Varon was fascinated in spite of his jealousy: he longed to know what the problem was. Unfortunately for him, Kud-Ei did not seem to share the same curiosity and she allowed Ardaline to carry on talking without questioning her further.
“He would also disappear at odd times of the day without an explanation, and I never knew when he was going to come back. One day I found he was out in the middle of the night and I felt so lonely that I went out for a walk. I saw him coming out of a well next to an abandoned, derelict house. I didn’t think that it might be dangerous to ask him about it.”
“Oh, think I know which house you mean,” said Kud-Ei. But you should choose your next words with great care. You never know who may be listening.”
Such an irony. Varon was indeed listening, but he had no interest in some run-down old house in Cheydinal. He only cared to know what happened to Ardaline.
“I... won’t say more about the place. I never found out what happened there, anyway. When I confronted him, he became so angry that he... he gave me a severe beating. He said it was to teach me a lesson for following him around. I was so frightened. When he left me alone, I ran away from the house and returned to the Mage’s guild. I told everyone that I had been out collecting herbs when I was attacked by goblins, but I’m not sure anyone believed me. They fixed me up with some healing spells, but my mind was still in a state of shock.

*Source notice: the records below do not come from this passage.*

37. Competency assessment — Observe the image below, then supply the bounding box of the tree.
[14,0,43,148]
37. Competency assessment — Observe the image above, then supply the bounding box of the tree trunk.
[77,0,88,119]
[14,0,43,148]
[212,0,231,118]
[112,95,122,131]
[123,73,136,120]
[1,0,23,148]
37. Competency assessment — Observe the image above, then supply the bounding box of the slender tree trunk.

Nothing happened for a few days, and then one day I noticed that some acquaintances of my former lover were laughing at me, and later a complete stranger, one of the town beggars, called me by a vulgar name."
"I soon found out that an embarrassing rumour was spreading around the whole town, and it was something that only my former lover could have known about me. I felt so humiliated, so betrayed. He had made me into a laughing stock. I suppose I could have asked the Guild leader in Cheydinal for help, but we didn’t get along very well. I wanted to run home to my parents, but Deetsan suggested that I transfer to Bravil. She told me that the town looked a little run-down, but at least you could easily tell who the disreputable types were. She also said that I would feel safe here in the Bravil Mages Guild, under your leadership.”

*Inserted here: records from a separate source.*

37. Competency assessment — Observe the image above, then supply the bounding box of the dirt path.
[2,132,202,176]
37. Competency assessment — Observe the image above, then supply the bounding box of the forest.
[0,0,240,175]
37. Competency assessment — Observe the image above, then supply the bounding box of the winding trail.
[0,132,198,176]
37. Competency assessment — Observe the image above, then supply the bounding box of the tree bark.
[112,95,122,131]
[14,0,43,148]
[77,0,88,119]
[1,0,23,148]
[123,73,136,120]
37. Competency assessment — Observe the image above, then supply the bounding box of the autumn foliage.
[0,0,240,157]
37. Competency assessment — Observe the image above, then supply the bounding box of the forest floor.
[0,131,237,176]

Varon heard the slight shake in her voice, as if she held back tears. He felt an odd mixture of anger and pity. Anger at the man who’d hurt the innocent young Altmer. Deep pity for her, and a little for himself too, for having such damnably bad timing. If he had met her a year later, when she was no longer on the rebound, would she have seen him in an entirely different light?
“Oh, my dear,” said Ku-Ei in a motherly tone, “how unlucky you were with your first love. And Deetsan was so right to send you here. She’s my cousin, you know. She sent me a letter asking me to look out for you, did you know about that?”
“That’s so kind of her.” Ardaline sounded as if she was weeping quite openly now.
Suddenly Varon heard another voice, but it did not come from the window above him.
“Hello, what’s this? Spying, are we?” The voice was male, elven, slightly high-handed. Even as Varon began to turn, he saw a robed hand raising up, and a flash of blue light in front of his eyes.